# wire line rod



## Remedy (Apr 19, 2009)

I am looking to build a wire line trolling set up. I have a reel and need a rod now. does anyone have any info on where to buy one for less than 200$. or what kind to buy?

thanks


----------



## Chris V (Oct 18, 2007)

What size wire line setup are you using? If you are fishing a typical gulf coast wire setup with a 9/0 you will find it pretty hard to get a wire line rod for 200 or less. Most factory wire rods cost 350 and up. I'm sure you can get someone on here to build one for you but with the cost of components expect to pay at least 300. Try digging through the for-sale section and you might find a used one.


----------



## Remedy (Apr 19, 2009)

Not sure what size you call it but I was planning on using a 9/0 penn reel.

I will look at the for sale section. I have looked around and the only rods i have seen are in the 350$ range. Too much for my taste. I have used straight back rods to do high speed trolling but it puts alot of stress on then. 

Thanks for the help.


----------



## Chris V (Oct 18, 2007)

Yeah IMO bent butts are the way to go for a 9/0 wire setup. Keep looking and if you can't find one I'll see ifI can locate one for you. You also might want to try looking for a used one at The Rod Room here in Orange Beach. Kathy always has a bunch of used rods for sale up there so you might want to give her a call.
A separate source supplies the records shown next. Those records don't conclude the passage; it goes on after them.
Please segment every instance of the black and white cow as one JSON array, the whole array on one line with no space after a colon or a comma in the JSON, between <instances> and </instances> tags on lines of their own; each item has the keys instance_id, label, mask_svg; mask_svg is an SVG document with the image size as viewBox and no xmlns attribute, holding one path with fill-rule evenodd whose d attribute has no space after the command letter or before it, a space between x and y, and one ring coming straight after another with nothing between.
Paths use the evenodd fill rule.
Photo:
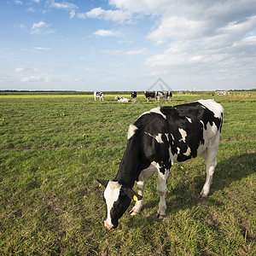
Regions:
<instances>
[{"instance_id":1,"label":"black and white cow","mask_svg":"<svg viewBox=\"0 0 256 256\"><path fill-rule=\"evenodd\" d=\"M145 91L144 95L147 98L147 102L148 102L149 98L155 98L155 102L160 102L160 98L162 98L165 96L165 93L162 91L155 91L155 92L148 92Z\"/></svg>"},{"instance_id":2,"label":"black and white cow","mask_svg":"<svg viewBox=\"0 0 256 256\"><path fill-rule=\"evenodd\" d=\"M137 92L136 91L132 91L131 95L131 100L133 101L133 102L136 102L136 98L137 98Z\"/></svg>"},{"instance_id":3,"label":"black and white cow","mask_svg":"<svg viewBox=\"0 0 256 256\"><path fill-rule=\"evenodd\" d=\"M165 91L165 102L166 102L166 99L168 102L171 102L172 96L172 91L170 91L170 90Z\"/></svg>"},{"instance_id":4,"label":"black and white cow","mask_svg":"<svg viewBox=\"0 0 256 256\"><path fill-rule=\"evenodd\" d=\"M145 183L158 174L160 195L157 216L166 216L166 189L169 170L176 162L202 155L207 165L207 179L201 192L207 196L217 165L217 151L223 122L223 107L213 100L174 107L162 107L143 113L130 125L128 141L119 172L113 180L97 179L106 187L105 227L111 230L131 204L131 215L140 212ZM132 190L137 181L138 194Z\"/></svg>"},{"instance_id":5,"label":"black and white cow","mask_svg":"<svg viewBox=\"0 0 256 256\"><path fill-rule=\"evenodd\" d=\"M131 100L128 98L119 97L118 96L116 96L114 97L114 99L117 100L118 102L131 102Z\"/></svg>"},{"instance_id":6,"label":"black and white cow","mask_svg":"<svg viewBox=\"0 0 256 256\"><path fill-rule=\"evenodd\" d=\"M104 94L102 91L95 91L94 92L94 100L96 101L96 98L100 98L100 101L102 99L102 102L104 102Z\"/></svg>"},{"instance_id":7,"label":"black and white cow","mask_svg":"<svg viewBox=\"0 0 256 256\"><path fill-rule=\"evenodd\" d=\"M155 97L155 92L148 92L144 91L144 95L146 96L147 102L149 102L149 98L154 98Z\"/></svg>"}]
</instances>

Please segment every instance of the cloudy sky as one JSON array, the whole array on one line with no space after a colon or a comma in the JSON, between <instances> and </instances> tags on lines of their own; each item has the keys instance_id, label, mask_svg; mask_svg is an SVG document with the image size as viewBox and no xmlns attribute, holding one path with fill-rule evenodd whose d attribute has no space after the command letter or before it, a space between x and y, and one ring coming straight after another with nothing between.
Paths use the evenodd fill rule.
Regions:
<instances>
[{"instance_id":1,"label":"cloudy sky","mask_svg":"<svg viewBox=\"0 0 256 256\"><path fill-rule=\"evenodd\" d=\"M256 88L255 0L1 0L0 33L0 90Z\"/></svg>"}]
</instances>

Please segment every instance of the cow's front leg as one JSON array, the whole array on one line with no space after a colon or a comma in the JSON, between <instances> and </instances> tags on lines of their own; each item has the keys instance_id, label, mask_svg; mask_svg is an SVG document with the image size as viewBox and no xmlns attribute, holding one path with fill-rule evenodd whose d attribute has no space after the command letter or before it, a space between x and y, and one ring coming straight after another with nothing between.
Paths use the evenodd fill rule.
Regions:
<instances>
[{"instance_id":1,"label":"cow's front leg","mask_svg":"<svg viewBox=\"0 0 256 256\"><path fill-rule=\"evenodd\" d=\"M166 191L168 175L169 170L166 169L164 174L160 171L158 172L157 193L160 196L160 202L156 216L159 218L164 218L166 216Z\"/></svg>"},{"instance_id":2,"label":"cow's front leg","mask_svg":"<svg viewBox=\"0 0 256 256\"><path fill-rule=\"evenodd\" d=\"M143 196L145 183L146 183L145 181L138 181L137 183L137 194L139 195ZM143 199L137 201L136 203L135 203L134 207L131 210L130 214L131 216L135 216L137 213L139 213L141 212L142 207L143 207Z\"/></svg>"},{"instance_id":3,"label":"cow's front leg","mask_svg":"<svg viewBox=\"0 0 256 256\"><path fill-rule=\"evenodd\" d=\"M144 194L144 188L146 182L155 173L158 172L158 169L155 168L154 166L150 166L148 168L144 169L141 172L138 181L137 182L137 194L139 195L143 196ZM130 212L130 214L134 216L141 212L141 209L143 207L143 198L142 200L139 200L136 201L134 207Z\"/></svg>"}]
</instances>

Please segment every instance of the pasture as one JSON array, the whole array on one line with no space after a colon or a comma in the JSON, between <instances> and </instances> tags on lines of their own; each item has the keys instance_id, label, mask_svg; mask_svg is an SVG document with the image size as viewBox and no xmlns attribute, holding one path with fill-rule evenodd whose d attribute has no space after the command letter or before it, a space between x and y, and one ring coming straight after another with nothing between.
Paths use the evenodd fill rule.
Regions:
<instances>
[{"instance_id":1,"label":"pasture","mask_svg":"<svg viewBox=\"0 0 256 256\"><path fill-rule=\"evenodd\" d=\"M131 97L131 95L119 96ZM256 94L174 94L160 103L104 102L93 94L0 94L1 255L255 255ZM156 176L136 217L103 226L103 189L113 178L127 130L157 106L214 98L224 108L208 198L201 157L170 172L166 218L156 218ZM136 189L135 189L136 190Z\"/></svg>"}]
</instances>

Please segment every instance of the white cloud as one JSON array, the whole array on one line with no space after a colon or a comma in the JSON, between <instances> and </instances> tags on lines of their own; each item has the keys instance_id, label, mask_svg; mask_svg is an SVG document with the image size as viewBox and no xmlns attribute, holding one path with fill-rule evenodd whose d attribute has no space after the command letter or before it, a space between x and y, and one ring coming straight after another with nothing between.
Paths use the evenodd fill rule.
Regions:
<instances>
[{"instance_id":1,"label":"white cloud","mask_svg":"<svg viewBox=\"0 0 256 256\"><path fill-rule=\"evenodd\" d=\"M26 77L20 79L20 82L26 83L26 82L35 82L35 81L40 81L41 78L40 77L36 77L36 76L30 76L30 77Z\"/></svg>"},{"instance_id":2,"label":"white cloud","mask_svg":"<svg viewBox=\"0 0 256 256\"><path fill-rule=\"evenodd\" d=\"M148 53L148 49L146 48L130 50L103 49L102 52L110 55L143 55Z\"/></svg>"},{"instance_id":3,"label":"white cloud","mask_svg":"<svg viewBox=\"0 0 256 256\"><path fill-rule=\"evenodd\" d=\"M47 25L44 21L38 23L33 23L33 26L31 28L32 34L50 34L55 32L55 31L49 28L51 25Z\"/></svg>"},{"instance_id":4,"label":"white cloud","mask_svg":"<svg viewBox=\"0 0 256 256\"><path fill-rule=\"evenodd\" d=\"M90 12L79 13L78 17L82 20L92 18L122 23L130 22L131 19L131 14L129 11L123 10L105 10L99 7L91 9Z\"/></svg>"},{"instance_id":5,"label":"white cloud","mask_svg":"<svg viewBox=\"0 0 256 256\"><path fill-rule=\"evenodd\" d=\"M95 32L94 34L99 37L113 37L117 36L119 32L111 30L99 29Z\"/></svg>"},{"instance_id":6,"label":"white cloud","mask_svg":"<svg viewBox=\"0 0 256 256\"><path fill-rule=\"evenodd\" d=\"M73 3L70 3L67 2L55 3L54 0L51 1L50 7L54 7L56 9L63 9L67 10L73 10L78 9L78 7Z\"/></svg>"},{"instance_id":7,"label":"white cloud","mask_svg":"<svg viewBox=\"0 0 256 256\"><path fill-rule=\"evenodd\" d=\"M35 9L32 7L30 7L29 9L27 9L27 11L30 13L34 13Z\"/></svg>"},{"instance_id":8,"label":"white cloud","mask_svg":"<svg viewBox=\"0 0 256 256\"><path fill-rule=\"evenodd\" d=\"M19 4L19 5L22 5L23 4L22 1L20 1L20 0L15 0L14 3L15 4Z\"/></svg>"},{"instance_id":9,"label":"white cloud","mask_svg":"<svg viewBox=\"0 0 256 256\"><path fill-rule=\"evenodd\" d=\"M49 7L69 11L70 19L73 19L75 16L75 9L79 9L74 3L68 2L56 3L55 0L49 2Z\"/></svg>"}]
</instances>

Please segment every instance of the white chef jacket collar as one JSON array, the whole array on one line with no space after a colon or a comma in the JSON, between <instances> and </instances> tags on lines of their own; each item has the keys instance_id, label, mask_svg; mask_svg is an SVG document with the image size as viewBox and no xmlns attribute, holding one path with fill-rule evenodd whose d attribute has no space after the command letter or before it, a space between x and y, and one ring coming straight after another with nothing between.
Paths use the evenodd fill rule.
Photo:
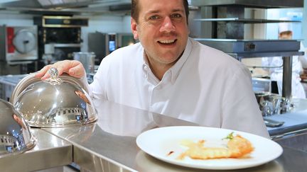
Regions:
<instances>
[{"instance_id":1,"label":"white chef jacket collar","mask_svg":"<svg viewBox=\"0 0 307 172\"><path fill-rule=\"evenodd\" d=\"M192 45L191 40L190 39L191 38L188 39L187 41L188 42L187 42L187 45L185 46L185 49L183 52L183 54L179 59L179 60L166 72L166 74L168 72L171 72L171 81L172 84L175 82L176 79L179 75L180 70L183 66L183 64L185 62L188 56L192 52L193 45ZM143 71L144 72L144 76L146 79L148 79L149 72L151 71L151 69L149 67L148 59L145 56L145 52L144 52L143 54L143 59L144 59L144 63L142 67L143 67Z\"/></svg>"}]
</instances>

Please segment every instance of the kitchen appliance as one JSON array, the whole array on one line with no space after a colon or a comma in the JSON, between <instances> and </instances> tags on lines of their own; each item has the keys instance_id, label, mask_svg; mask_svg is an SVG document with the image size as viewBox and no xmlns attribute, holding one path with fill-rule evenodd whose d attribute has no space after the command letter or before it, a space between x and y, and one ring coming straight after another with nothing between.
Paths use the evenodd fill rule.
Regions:
<instances>
[{"instance_id":1,"label":"kitchen appliance","mask_svg":"<svg viewBox=\"0 0 307 172\"><path fill-rule=\"evenodd\" d=\"M132 33L90 33L88 50L96 55L95 64L99 65L102 59L117 48L138 42Z\"/></svg>"},{"instance_id":2,"label":"kitchen appliance","mask_svg":"<svg viewBox=\"0 0 307 172\"><path fill-rule=\"evenodd\" d=\"M0 99L0 158L29 150L36 139L28 125L13 105Z\"/></svg>"},{"instance_id":3,"label":"kitchen appliance","mask_svg":"<svg viewBox=\"0 0 307 172\"><path fill-rule=\"evenodd\" d=\"M54 48L52 62L72 59L72 52L81 48L81 27L88 25L88 19L71 16L44 16L35 17L38 30L38 57L42 59L46 47ZM50 46L48 46L50 45ZM41 64L41 67L46 64Z\"/></svg>"},{"instance_id":4,"label":"kitchen appliance","mask_svg":"<svg viewBox=\"0 0 307 172\"><path fill-rule=\"evenodd\" d=\"M31 126L67 127L97 119L88 91L78 79L59 76L55 68L48 73L46 81L28 75L13 91L10 101Z\"/></svg>"},{"instance_id":5,"label":"kitchen appliance","mask_svg":"<svg viewBox=\"0 0 307 172\"><path fill-rule=\"evenodd\" d=\"M303 55L299 52L300 42L296 40L245 40L244 25L246 23L298 21L244 18L245 8L303 7L303 1L194 0L192 5L200 6L202 13L202 18L195 19L202 22L202 36L204 38L196 39L201 43L224 51L239 60L242 58L283 57L282 96L285 98L283 99L285 103L281 104L288 107L291 93L292 56ZM286 109L284 113L290 110L290 108Z\"/></svg>"},{"instance_id":6,"label":"kitchen appliance","mask_svg":"<svg viewBox=\"0 0 307 172\"><path fill-rule=\"evenodd\" d=\"M36 26L0 26L0 59L9 64L38 59Z\"/></svg>"}]
</instances>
The Rod Room---251-981-6508


----------



## Remedy (Apr 19, 2009)

thanks I will give her a call.

I looked on the for sale page of this site with no luck other than posting a few rods that i had around the shop.

I havent fished a wire line off my boat but have been on many over night trips with the charter boat guys and have had good luck. 

what is the set up like? does it need to be backed with Dacron or something like that??

any help woould be great.

Thanks again.


----------



## Linda (Oct 2, 2007)

You dont need an expensive short stroker stand-up on a bent butt wireline/deepdrop rod to wire line fish for wahoo. Many capt's just tie off any rod with rollers to the transom so the rod is dangling and pointing inline to the trolled lure. You can purchase reel clamps with eyelets for a carribeaner clip and rope.


----------